Membicarakan gender tidak lepas dari hasil penelitian Margaret Mead. Dalam penelitiannya, Mead memukan bukti menarik di daerah Papua, bahwa sifat perempuan Papua berbeda dengan apa yang ia lihat di barat. Citra perempuan barat identik dengan kecantikan, emosional, merawat diri dan cenderung feminim. Tidak ditemukan oleh Mead, perempuan feminim di Papua. Namun, ia malah menemukan laki-laki yang berperilaku feminim. Data dari hasil penelitiannya, seolah dapat menjelaskan bahwa pembentukan gender tidak bersifat universal. Ternyata proses konstruksi sosial mempunyai perbedaan nilai dan norma berbeda tergantung dengan speksifik tradisi kebudayaannya.

Terlepas dari perdebatan asumsi pembentuk gender, keberadaan teori gender pada tahun 1960 hingga kini, tidak lepas dari semangat pertemuan kaum feminisme dan sosiolog melakukan emansipasi, George Rizert pun membagi menjadi dua, teori sosial makro tetang gender dan teori sosial mikro tetang gender, kedua teori ini berbeda diranah besaran ruang dan arena. Dipahami oleh kaum feminis, bahwa dalam kehidupan sosial, budaya, ekonomi dan politik. Seolah keberadaan perempuan selalu tersubordinat oleh dominasi laki-laki; perempuan menjadi tempat pelampiasan kekerasan; perempuan selalu termajinalkan; perempuan memikul beban ganda yang membuat semakin kerdil eksistensinya.
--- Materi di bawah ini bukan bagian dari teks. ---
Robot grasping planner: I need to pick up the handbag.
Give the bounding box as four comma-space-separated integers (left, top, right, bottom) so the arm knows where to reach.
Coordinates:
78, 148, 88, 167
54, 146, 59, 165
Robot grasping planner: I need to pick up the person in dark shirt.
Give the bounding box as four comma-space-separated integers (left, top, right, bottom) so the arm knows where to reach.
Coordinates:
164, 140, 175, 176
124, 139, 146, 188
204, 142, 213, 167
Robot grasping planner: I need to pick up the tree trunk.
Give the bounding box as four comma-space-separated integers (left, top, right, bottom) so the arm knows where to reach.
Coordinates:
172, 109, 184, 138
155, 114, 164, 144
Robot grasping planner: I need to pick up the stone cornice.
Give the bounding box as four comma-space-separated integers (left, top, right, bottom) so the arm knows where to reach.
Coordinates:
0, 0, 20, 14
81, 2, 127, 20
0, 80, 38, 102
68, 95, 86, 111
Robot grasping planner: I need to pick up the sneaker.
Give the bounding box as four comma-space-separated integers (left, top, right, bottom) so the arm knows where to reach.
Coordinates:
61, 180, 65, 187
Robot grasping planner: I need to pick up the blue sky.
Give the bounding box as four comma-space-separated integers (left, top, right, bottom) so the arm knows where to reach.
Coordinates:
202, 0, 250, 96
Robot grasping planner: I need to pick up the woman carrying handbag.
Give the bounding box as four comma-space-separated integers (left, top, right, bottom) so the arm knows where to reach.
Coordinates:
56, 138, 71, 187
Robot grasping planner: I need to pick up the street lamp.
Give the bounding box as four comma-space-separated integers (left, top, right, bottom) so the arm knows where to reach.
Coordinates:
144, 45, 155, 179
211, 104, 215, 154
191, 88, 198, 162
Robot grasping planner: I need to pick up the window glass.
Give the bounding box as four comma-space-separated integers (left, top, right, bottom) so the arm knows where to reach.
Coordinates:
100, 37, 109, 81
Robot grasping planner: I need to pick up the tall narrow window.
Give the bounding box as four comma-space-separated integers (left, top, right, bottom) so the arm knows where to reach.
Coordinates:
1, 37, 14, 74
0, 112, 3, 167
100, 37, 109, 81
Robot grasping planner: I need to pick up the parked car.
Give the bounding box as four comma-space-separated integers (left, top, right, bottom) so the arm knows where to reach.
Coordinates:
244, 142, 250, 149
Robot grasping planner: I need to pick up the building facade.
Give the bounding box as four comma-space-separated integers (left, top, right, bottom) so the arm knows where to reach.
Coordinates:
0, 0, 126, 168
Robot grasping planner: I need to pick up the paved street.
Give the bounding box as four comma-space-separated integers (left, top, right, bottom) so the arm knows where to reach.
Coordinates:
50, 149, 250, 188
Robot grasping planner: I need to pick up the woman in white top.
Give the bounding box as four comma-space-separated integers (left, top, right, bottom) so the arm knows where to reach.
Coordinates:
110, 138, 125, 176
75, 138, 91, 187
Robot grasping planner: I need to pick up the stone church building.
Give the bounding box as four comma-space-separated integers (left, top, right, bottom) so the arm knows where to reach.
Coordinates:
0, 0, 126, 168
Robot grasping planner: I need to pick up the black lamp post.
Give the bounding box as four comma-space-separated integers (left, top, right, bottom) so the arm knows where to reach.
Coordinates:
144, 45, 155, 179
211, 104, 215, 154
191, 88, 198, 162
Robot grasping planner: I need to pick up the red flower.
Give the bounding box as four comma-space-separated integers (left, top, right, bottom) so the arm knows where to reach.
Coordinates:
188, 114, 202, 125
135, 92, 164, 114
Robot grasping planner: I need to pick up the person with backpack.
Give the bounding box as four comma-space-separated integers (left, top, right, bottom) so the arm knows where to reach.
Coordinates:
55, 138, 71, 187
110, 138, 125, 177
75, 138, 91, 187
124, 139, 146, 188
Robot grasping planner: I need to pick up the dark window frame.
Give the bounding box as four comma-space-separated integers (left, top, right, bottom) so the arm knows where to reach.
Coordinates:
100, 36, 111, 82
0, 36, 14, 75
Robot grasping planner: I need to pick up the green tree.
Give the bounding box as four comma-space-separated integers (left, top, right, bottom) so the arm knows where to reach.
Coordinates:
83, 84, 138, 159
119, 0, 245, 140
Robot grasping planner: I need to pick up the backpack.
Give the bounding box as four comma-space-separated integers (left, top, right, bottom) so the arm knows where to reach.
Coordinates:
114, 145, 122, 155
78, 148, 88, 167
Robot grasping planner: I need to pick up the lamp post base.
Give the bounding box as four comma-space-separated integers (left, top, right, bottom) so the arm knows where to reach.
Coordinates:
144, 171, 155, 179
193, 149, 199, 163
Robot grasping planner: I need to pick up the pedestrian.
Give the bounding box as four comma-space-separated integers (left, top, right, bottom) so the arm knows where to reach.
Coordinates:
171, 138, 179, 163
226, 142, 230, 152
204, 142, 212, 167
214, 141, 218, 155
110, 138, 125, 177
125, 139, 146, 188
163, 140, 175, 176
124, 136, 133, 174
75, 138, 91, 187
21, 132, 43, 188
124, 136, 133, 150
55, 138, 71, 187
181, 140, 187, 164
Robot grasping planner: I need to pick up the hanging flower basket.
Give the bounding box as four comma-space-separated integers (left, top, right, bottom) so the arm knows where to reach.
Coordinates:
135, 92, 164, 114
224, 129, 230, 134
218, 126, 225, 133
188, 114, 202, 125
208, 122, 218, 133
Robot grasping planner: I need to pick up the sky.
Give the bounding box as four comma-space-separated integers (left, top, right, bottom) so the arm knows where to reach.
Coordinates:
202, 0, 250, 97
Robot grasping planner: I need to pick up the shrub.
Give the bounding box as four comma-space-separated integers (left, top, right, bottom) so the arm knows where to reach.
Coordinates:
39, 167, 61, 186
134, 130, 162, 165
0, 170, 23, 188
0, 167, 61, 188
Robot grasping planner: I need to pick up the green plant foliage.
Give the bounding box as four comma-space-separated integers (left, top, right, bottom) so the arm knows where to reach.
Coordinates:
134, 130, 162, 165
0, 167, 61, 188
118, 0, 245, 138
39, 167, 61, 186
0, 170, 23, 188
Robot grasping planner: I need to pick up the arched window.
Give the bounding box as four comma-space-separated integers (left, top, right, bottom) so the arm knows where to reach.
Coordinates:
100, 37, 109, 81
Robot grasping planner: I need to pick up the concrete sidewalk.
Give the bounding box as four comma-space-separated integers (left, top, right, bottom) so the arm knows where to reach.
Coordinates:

Dominasi maskulin, buku yang ditulis Piere Bourdieu pada 1998, sepertinya menjadi pendobrak hegemoni relasi kuasa pada hubungan gender---kebuntuan. Baginya, selubung dominasi bergerak melalui praktek simbolis. Dominasi tidak melulu di-identik-an dengan penaklukan secara fisik. Selanjutnya, pemahaman akan kekerasan juga tidak akan terjebak pada difinisi yang kaku pula, sebagai prinsip kekerasan merupakan tindakan yang mendasar diri pada kekuatan untuk memaksa pihak lain tanpa persetujuan. Didalamnya kekerasan terkandung unsur dominasi terhadap pihak lain dengan berbagai bentuk: bisa fisik, verbal, moral, psikologis atau memalui pencitraan media.

Bourdieu lebih menyoroti kekerasan dalam peraktek simbolik, “dalam dominasi simbolis, terlihat cara bagaimana dominasi itu dipaksakan dan diderita sebagai kepatuhan, efek dari kekerasan simbolis, kekerasan halus, tak terasakan, tak dapat dilihat bahkan oleh korbannya sendiri” ujar sosiolog Prancis ini. jadi, dominasi terlaksana melalui praktek simbolis komunikasi dan pengetahuan, atau dapat dikatakan korbannya tidak tahu terhadap dominasi tersebut. Prinsip simbolis berwujud berupa, gaya hidup, cara berfikir, berbicara, bahasa bahkan ciri tubuh.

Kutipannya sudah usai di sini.